The state Board of Elections is working to respond to Anderson’s motion “as soon as possible,” according to an email from NCSBE press secretary Pat Gannon.
According to Anderson, NCSBE staff is striving to provide that information by Oct. 1, when the board is next scheduled to meet.
That, according to Marks, is “way too long to wait.”
The state has very little time to put the new systems it certified on Aug. 23 into place before the 2020 elections.
In order for counties to buy the new equipment, each county’s board of elections needs to attend a demonstration of the voting systems, recommend one to their county commissioners for purchase, test that system in the October or November elections, then purchase and deploy them by the March 2020 primaries.
Counties are moving quickly to enter into multimillion-dollar contracts to purchase this equipment.

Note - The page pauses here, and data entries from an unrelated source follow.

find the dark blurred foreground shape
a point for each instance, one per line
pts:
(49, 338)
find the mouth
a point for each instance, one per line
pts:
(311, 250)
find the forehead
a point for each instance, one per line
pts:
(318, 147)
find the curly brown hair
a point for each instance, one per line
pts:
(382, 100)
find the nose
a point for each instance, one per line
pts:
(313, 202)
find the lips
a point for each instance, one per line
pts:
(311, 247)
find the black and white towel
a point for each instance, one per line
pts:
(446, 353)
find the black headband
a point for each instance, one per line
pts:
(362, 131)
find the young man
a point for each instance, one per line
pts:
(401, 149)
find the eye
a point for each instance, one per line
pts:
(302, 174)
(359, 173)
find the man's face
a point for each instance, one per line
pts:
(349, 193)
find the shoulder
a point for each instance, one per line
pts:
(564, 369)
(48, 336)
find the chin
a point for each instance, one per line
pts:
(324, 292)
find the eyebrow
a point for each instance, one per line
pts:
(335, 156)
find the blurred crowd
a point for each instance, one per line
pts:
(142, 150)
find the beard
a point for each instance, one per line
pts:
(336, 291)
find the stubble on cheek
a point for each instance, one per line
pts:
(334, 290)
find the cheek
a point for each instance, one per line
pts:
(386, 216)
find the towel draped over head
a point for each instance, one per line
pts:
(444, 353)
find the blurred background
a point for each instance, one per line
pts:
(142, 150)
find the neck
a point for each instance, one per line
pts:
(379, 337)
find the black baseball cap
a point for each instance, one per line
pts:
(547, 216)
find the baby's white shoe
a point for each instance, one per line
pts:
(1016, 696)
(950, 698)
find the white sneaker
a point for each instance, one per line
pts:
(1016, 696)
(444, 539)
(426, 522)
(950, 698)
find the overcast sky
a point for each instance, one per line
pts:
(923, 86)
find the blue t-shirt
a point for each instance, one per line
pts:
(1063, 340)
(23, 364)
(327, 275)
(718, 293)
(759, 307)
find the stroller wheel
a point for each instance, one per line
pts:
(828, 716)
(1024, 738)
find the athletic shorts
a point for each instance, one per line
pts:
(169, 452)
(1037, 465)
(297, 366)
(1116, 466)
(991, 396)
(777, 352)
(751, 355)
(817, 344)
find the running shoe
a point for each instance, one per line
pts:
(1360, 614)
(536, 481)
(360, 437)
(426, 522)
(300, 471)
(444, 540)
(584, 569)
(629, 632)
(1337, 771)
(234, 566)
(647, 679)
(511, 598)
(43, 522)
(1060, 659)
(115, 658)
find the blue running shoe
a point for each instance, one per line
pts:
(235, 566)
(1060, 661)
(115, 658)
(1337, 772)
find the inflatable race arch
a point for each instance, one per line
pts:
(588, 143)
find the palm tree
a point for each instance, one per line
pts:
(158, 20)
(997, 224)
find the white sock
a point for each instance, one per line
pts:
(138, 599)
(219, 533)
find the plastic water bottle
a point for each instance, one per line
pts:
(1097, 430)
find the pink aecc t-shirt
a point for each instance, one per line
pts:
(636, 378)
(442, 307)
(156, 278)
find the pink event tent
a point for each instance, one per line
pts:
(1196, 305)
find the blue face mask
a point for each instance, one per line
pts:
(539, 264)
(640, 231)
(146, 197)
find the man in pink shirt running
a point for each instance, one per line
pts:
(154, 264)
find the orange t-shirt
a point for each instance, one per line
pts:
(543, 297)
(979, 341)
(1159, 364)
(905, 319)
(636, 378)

“What the state board is doing is irresponsible in letting these counties proceed as if they are going to go to contract and not letting them know that there is a serious black cloud over the certification,” Marks said.
Possibility of litigation
Marks, who is the executive director of the nonprofit election integrity watchdog Coalition for Good Governance, has sued other states over election law violations. Marks hopes the state Board of Elections will solve this problem without the need for litigation from organizations like her own.

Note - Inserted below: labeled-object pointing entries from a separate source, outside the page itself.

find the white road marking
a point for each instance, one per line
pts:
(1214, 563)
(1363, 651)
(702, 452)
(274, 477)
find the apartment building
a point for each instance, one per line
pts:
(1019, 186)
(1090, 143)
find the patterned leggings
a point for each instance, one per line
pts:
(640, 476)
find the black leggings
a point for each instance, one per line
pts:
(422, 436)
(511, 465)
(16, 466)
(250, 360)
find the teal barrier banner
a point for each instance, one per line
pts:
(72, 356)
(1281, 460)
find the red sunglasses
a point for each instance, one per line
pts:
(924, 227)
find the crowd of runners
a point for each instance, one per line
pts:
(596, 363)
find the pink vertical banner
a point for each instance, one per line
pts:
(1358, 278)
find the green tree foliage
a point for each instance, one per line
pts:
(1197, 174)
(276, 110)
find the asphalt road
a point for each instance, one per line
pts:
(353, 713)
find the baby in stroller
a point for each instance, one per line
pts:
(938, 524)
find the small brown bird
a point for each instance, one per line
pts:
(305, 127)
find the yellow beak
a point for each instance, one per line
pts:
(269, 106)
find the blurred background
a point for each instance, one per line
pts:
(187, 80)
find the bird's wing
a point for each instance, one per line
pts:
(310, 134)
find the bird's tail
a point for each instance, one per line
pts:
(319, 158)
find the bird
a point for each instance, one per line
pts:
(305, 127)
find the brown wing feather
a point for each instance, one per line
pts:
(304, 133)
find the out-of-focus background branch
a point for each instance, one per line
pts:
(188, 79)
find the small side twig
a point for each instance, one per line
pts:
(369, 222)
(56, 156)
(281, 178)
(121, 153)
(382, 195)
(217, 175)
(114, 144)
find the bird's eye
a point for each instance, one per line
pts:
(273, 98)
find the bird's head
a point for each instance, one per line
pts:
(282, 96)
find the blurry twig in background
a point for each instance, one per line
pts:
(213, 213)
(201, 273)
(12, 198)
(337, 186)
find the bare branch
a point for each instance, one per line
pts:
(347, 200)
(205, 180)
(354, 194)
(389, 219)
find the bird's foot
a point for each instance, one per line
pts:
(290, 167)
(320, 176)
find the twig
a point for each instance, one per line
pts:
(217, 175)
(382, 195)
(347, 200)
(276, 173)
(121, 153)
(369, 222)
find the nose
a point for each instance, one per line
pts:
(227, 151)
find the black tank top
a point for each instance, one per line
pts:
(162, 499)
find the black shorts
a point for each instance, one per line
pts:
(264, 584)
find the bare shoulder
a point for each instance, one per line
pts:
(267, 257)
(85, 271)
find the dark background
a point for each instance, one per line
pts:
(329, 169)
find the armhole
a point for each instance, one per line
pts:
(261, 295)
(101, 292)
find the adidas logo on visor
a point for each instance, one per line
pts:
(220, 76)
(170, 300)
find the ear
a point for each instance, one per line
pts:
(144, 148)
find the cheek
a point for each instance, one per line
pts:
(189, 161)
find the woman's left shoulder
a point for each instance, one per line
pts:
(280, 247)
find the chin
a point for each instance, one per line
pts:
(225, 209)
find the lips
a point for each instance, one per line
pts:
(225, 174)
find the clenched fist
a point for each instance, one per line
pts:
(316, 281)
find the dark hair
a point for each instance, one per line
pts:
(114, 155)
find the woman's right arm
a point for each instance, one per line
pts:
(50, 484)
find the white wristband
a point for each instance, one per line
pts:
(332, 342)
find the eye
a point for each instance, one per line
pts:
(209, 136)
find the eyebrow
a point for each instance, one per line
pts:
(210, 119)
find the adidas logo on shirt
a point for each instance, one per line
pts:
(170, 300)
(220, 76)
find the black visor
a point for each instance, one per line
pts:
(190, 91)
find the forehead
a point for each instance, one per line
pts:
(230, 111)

“This is way too important to take a passive position on,” Marks said.
“But once you put things in the court system, it slows everything down. The board will not be in an easier place to make the prompt decisions they need to. Everything becomes much more formalistic. It becomes much harder to get the right things done quickly.”
Backup plan for 2020
If there is further delay in the rollout of the new systems, which is not certain, it could mean that North Carolina counties would be forced to run 2020 elections on equipment that has been in use in the county since 2005.
There is a short-term plan for that eventuality, according to Anderson. While most counties could simply keep the systems they have now, about a third of North Carolina counties – covering 2.4 million voters – use voting machines that will be taken out of circulation as of Dec. 1, 2019.
Those counties would be forced to go to all hand-marked paper ballots that are counted using scanners, just like the ones the rest of the state currently uses.
“We could certainly, as a state, get through the 2020 elections with the same kind of equipment in these 23 counties as is used in all these other counties,” Anderson said.
That solution could require the purchase or short-term leasing of voting machines.
The review of the source code in question is more than a technical matter, according to Buell. It also addresses public trust in the election.
“If there is a source code review and all these issues are dealt with, that increases voter trust,” Buell said. “If people hide behind weasel wording to avoid doing a source code review, I think people will wonder why.”